GORDON Brown yesterday waded into the row over the SNP Government's credibility, accusing it of asking voters to put their cross next to "a blank page" in the independence referendum.
The former Labour Prime Minister said the lack of legal advice on Scottish membership of the EU showed the Nationalists would try to hide the truth about the impact of leaving the UK.
In a speech in his Kirkcaldy constituency, Brown said the Union was a force for greater social justice and listed 20 questions on the economy, defence, the monarchy, pensions and welfare he said SNP ministers had yet to answer.
Alex Salmond has promised a white paper on the mechanics of independence in November 2013, but Brown said the public needed information sooner.
He said: "I call it 'blank page' nationalism, hiding the truth about the costs and risks of independence. The SNP have decided not to tell the full truth, not just about what happens to our membership of the EU and the euro, but about what happens to interest rates, mortgages, money supply and inflation, to pensions, to child benefit, to the minimum wage, and even to the armed forces, citizenship, and the monarchy in their plans for a separate state.
"How, when your entire future is at stake, can you put a cross next to a blank page?

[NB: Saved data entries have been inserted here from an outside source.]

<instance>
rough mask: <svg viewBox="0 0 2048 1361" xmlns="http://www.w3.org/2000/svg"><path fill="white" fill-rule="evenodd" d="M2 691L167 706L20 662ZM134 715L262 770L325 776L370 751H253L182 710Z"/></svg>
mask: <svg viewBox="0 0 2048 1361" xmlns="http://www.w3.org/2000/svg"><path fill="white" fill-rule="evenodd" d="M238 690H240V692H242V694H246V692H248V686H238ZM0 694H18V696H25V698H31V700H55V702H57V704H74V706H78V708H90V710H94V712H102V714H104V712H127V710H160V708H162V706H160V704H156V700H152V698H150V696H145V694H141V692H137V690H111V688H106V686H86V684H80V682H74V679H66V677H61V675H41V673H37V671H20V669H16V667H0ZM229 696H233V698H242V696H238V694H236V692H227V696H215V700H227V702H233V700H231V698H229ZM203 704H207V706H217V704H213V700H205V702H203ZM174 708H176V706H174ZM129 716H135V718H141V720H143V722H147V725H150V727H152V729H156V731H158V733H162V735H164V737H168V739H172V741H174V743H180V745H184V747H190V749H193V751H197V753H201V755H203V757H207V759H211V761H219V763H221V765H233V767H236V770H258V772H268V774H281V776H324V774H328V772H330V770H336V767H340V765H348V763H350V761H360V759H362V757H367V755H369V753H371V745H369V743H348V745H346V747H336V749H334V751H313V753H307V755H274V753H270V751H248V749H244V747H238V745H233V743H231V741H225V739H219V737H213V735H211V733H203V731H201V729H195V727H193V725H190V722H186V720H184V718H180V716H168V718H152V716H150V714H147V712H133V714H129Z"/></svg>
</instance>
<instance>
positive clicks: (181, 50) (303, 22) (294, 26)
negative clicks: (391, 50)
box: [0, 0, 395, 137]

How, when you are voting for your children's future, can you put a cross next to a party hiding the truth?"
But Kirkcaldy SNP MSP David Torrance said inequality had increased in Scotland under Brown, undermining his case for the Union.
He said: "The question Labour need to answer is why they want the key powers over jobs, the economy and welfare to be held by a Tory-led government at Westminster which is delivering inequality – rather than by the Scottish Parliament which is 100% accountable to the people of Scotland and committed to fairness."
Salmond's difficulties over Europe have seen his critics swarming to attack him in recent days. Former Labour foreign secretary David Miliband claimed the SNP's case that an independent Scotland would have automatic EU entry belonged on "fantasy island".
The European Commission last month offered to give its view on the subject if the UK, as the relevant member state, presented a detailed scenario. But Westminster, which says its legal advice is clear that Scotland would have to apply as a new country, refused to take up the offer.